The objective of this exercise is to perform the following operations
- Read a CSV file
- Analyse the Activity data set
- Devise a strategy for imputing all the missing values in the dataset
- Prepare a RMD File containing the above operations
- Publish the File on rPubs
knitr Global Options
# for development
knitr::opts_chunk$set(echo=TRUE, eval=TRUE, error=TRUE, warning=TRUE, message=TRUE, cache=FALSE, tidy=FALSE, fig.path='figures/')
# for production
#knitr::opts_chunk$set(echo=TRUE, eval=TRUE, error=FALSE, warning=FALSE, message=FALSE, cache=FALSE, tidy=FALSE, fig.path='figures/')
Load Libraries
library(dplyr)
## Warning: package 'dplyr' was built under R version 3.3.3
##
## Attaching package: 'dplyr'
## The following objects are masked from 'package:stats':
##
## filter, lag
## The following objects are masked from 'package:base':
##
## intersect, setdiff, setequal, union
Read Data
Read Activity.csv file and display the first 6 rows of data.
cat("\014")
setwd("D:/R-BA/R-Scripts/data")
dfrActivityCSV <- read.csv("./activity.csv", header=T, stringsAsFactors=F)
head(dfrActivityCSV)
## steps date interval
## 1 NA 2012-10-01 0
## 2 NA 2012-10-01 5
## 3 NA 2012-10-01 10
## 4 NA 2012-10-01 15
## 5 NA 2012-10-01 20
## 6 NA 2012-10-01 25
Data Preparation and Imputation
Count the number of NA records before the Data Imputation process
dfrcount <- sum(is.na(dfrActivityCSV))
dfrcount
## [1] 2304
Remove steps containing NA value from the original dataset and store it in new dataframe
dfrActivityMean <- subset(dfrActivityCSV, steps !="NA")
Calculate the mean of steps as per the interval
dfrActivityMean <- summarise(group_by(dfrActivityMean, interval), steps=round(mean(steps),digits = 2))
Function to replace step containing NA with the mean values as per the interval
ImputeNA <- function(step, interval)
{
ifelse(is.na(step), dfrActivityMean[dfrActivityMean$interval == interval, ]$steps, step)
}
Call to Impute function using mapply function from apply function
dfrActivityNew <- dfrActivityCSV
dfrActivityNew$steps <- mapply(ImputeNA, dfrActivityNew$steps, dfrActivityNew$interval)
head(dfrActivityNew)
## steps date interval
## 1 1.72 2012-10-01 0
## 2 0.34 2012-10-01 5
## 3 0.13 2012-10-01 10
## 4 0.15 2012-10-01 15
## 5 0.08 2012-10-01 20
## 6 2.09 2012-10-01 25
Count the number of NA records after the Data Imputation process
dfrcount <- sum(is.na(dfrActivityNew))
dfrcount
## [1] 0
Write the Cleaned data back to a new CSV file
write.csv(dfrActivityNew,"ActivityCleaned.csv",row.names=F)

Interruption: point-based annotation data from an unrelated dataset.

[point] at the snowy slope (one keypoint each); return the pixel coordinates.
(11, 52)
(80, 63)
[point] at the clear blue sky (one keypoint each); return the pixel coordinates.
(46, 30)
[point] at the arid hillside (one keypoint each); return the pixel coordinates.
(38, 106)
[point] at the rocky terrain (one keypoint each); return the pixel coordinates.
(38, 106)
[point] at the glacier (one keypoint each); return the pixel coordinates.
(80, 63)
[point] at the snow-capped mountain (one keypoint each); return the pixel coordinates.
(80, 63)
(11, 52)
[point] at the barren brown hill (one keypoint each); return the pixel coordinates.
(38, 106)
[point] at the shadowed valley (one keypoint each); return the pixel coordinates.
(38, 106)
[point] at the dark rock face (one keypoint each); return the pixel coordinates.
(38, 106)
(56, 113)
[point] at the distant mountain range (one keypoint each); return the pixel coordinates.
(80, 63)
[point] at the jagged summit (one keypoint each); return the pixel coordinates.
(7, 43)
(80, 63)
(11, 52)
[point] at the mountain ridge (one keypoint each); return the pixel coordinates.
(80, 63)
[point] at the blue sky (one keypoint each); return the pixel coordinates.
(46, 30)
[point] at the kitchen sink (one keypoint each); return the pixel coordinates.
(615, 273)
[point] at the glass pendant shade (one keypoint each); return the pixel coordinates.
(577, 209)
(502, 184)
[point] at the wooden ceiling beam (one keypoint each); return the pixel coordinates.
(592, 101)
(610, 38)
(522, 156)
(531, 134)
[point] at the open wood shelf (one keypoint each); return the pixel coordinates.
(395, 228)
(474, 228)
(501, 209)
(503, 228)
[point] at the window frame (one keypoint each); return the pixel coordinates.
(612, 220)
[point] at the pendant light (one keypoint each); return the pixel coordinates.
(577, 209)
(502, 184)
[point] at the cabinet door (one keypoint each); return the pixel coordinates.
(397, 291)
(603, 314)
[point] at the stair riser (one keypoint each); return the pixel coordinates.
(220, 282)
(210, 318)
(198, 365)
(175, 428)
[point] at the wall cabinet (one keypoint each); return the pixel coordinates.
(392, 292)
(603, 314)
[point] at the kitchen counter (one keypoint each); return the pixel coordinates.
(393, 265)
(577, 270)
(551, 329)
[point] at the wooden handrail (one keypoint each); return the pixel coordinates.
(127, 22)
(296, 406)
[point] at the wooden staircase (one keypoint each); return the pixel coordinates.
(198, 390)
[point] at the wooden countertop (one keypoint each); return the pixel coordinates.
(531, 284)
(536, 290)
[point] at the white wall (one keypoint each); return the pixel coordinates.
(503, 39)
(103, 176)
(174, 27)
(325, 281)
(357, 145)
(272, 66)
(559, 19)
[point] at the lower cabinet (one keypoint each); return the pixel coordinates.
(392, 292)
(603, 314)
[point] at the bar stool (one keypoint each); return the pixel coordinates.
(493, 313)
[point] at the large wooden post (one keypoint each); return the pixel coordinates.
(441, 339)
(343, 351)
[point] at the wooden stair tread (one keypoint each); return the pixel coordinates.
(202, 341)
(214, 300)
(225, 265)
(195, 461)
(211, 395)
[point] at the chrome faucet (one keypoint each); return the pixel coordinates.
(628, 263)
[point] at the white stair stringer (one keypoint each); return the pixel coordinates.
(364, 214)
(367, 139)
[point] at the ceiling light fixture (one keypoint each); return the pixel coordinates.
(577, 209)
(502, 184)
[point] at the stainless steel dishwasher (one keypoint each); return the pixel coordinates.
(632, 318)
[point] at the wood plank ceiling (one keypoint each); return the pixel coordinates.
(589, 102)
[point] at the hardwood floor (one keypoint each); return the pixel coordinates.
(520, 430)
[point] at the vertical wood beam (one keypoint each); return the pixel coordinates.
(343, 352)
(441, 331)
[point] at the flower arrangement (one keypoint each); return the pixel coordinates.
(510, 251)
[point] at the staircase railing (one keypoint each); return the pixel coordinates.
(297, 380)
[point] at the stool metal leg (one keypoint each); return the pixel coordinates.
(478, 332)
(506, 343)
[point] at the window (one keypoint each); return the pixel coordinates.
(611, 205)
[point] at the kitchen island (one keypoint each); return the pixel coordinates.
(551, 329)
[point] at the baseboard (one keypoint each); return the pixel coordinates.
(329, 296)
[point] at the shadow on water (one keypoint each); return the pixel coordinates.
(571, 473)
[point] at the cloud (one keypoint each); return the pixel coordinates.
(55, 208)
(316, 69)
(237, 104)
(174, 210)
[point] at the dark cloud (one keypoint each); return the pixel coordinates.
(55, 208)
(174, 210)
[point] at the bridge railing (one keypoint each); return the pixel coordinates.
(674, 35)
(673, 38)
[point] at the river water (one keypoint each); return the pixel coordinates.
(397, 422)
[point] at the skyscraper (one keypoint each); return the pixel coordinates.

What are the number of NA records before data imputing process?
-Activity.csv file had 17569 data sets, out of which there were 2304 NA.
After the imputing process what are the records that still have NA as data?
-None of the records have NA after the imputing process.
The strategy to handle missing data or data imputation was met successfully using functions and apply family.